The Original Space Farmers (3555-maybe 3561): A group of people living in a unique religious community in Pocatello, Idaho, leave their old life behind and travel to the site of a planned space farm near Alpha Centauri. (These people are supposed to be the descendants of the young girl who’s the narrator of my long-aborted journal-form series starting in 1840 in Plymouth, Massachusetts, and moving to a pioneer community in Idaho. The girl runs away from home, gathers together her sweetheart and a bunch of relatives, and they cross all these thousands of miles in only a few months by wagon train. Yeah, right. The name for someone practicing the religion they start is called Neuligenie [hope I spelt it right]. It’s supposed to be pronounced like “New Religion-ee,” only the R is silent. It’s basically a create your own religion, taking whatever you like from any religion you want and mixing it all together as suits your fancy. Sounds like organized chaos now.)
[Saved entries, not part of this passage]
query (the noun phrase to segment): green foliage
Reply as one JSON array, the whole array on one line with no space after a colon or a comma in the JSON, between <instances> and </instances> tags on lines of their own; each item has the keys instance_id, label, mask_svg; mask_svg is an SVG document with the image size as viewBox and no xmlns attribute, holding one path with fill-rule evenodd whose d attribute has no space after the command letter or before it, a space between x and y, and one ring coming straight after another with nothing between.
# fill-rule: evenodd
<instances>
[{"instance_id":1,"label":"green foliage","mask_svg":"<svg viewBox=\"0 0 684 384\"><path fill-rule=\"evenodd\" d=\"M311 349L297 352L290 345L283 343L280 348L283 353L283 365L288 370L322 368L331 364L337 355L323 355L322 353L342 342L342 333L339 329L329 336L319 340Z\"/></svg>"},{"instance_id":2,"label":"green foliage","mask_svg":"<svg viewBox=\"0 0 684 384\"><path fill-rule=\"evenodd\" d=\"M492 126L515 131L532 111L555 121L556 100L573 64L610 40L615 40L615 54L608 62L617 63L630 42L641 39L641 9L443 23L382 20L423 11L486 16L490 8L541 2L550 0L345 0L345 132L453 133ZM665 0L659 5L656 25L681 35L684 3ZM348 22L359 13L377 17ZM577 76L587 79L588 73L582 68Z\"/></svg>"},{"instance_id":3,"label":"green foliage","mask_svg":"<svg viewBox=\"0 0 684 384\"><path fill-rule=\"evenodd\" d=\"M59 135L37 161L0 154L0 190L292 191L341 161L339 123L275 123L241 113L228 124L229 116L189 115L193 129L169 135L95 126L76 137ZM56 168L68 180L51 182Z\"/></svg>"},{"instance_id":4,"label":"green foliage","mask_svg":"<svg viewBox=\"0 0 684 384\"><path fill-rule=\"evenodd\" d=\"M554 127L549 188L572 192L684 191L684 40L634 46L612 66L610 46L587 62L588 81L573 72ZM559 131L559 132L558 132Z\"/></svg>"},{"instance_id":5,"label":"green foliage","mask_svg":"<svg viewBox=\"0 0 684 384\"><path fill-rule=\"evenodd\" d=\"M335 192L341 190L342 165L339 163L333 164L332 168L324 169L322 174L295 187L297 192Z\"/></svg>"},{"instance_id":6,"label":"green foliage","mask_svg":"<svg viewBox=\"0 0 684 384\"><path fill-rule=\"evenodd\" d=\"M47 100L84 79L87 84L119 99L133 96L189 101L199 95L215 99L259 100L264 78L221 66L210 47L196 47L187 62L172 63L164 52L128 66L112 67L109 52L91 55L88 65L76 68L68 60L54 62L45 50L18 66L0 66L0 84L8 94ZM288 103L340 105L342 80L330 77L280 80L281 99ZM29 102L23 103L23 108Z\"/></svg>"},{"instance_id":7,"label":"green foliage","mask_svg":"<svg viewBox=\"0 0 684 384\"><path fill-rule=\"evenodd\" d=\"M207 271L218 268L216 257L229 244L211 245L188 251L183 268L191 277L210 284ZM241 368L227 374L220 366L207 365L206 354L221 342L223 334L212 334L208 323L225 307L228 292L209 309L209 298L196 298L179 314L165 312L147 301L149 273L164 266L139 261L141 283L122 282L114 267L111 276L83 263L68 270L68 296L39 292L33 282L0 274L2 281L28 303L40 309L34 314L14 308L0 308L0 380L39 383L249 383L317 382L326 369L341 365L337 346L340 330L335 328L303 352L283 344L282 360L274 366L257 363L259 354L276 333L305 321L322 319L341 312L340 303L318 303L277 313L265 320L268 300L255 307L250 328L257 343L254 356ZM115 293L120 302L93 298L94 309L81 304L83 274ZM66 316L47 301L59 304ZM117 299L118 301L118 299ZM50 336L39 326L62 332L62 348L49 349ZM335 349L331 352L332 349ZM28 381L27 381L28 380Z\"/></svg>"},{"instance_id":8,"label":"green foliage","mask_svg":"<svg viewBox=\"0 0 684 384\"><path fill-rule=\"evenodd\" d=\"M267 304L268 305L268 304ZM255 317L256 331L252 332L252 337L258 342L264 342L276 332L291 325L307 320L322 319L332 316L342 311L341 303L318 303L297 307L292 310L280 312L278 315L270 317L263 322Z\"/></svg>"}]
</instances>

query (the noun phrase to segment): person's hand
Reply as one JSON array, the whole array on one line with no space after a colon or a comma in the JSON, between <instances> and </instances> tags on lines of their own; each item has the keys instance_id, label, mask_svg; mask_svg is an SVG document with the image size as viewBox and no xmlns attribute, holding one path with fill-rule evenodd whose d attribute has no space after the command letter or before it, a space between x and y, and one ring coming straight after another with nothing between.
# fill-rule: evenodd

Space Farm (5553-57): By now the space farm is well-established, and the space farming community is thriving. (I had a real fascination with farming at that age and wanted to be one myself. I was under the very naïve impression that as a farmer, I wouldn’t have to pay for anything, since I’d be growing all my own food!)

Ghost Planet (28,701-05): Most people now live in space, and only a few scattered families and communities still exist on Earth. The main family lives next door to a family who used to live on Pluto and who are planning to move back, meaning they’ll soon be the only living people for thousands of miles.

Escape from Great Dry Gulch (may be retitled Escape from Earth) (40,000,001,992-40,000,001,994): All the water on Earth has been dried up for the last ten billion years, and the Earth has narrowly escaped doom when the Sun turned into a Red Giant many eons ago. Everyone now lives under giant glass domes, with artificial water springs. When it’s discovered that the Earth’s water is going to come back in a huge gush, the people must get back onto the mainland in time. (I’m seriously thinking of restyling this one and making it about the people escaping from Earth in the time leading up to the Sun becoming a Red Giant. While I love the idea of having an opening scene showing the protagonist and her siblings looking up at the White Dwarf that used to be the Sun, in an eternally darkened sky, it’s just not scientifically accurate for all the water to just come back suddenly like that. It’s also debatable whether people in our current form will even still exist, or be living on Earth at all, that far into the future.)

Hazel’s World (85 trillion decktillion to 85 trillion decktillion five): My supposed descendant, Hazel M. the 98th, lives in an underground city deep beneath the Earth. The Sun has been gone for a staggering amount of time, and it’s not safe to go aboveground. Hazel decides to venture aboveground with some of the brave people who are making a new Sun and terraforming the barren Earth, and must decide what happens when the artificial Sun runs out. Will she stay and try to improve the situation, go back to her familiar life in the cave, or escape into space? (I actually had a few long-lost pages of this on printer paper from a dot matrix printer, with wide yellow sheets instead of normal-sized white ones. I wonder how many people of the current generation even know what a dot matrix printer is.)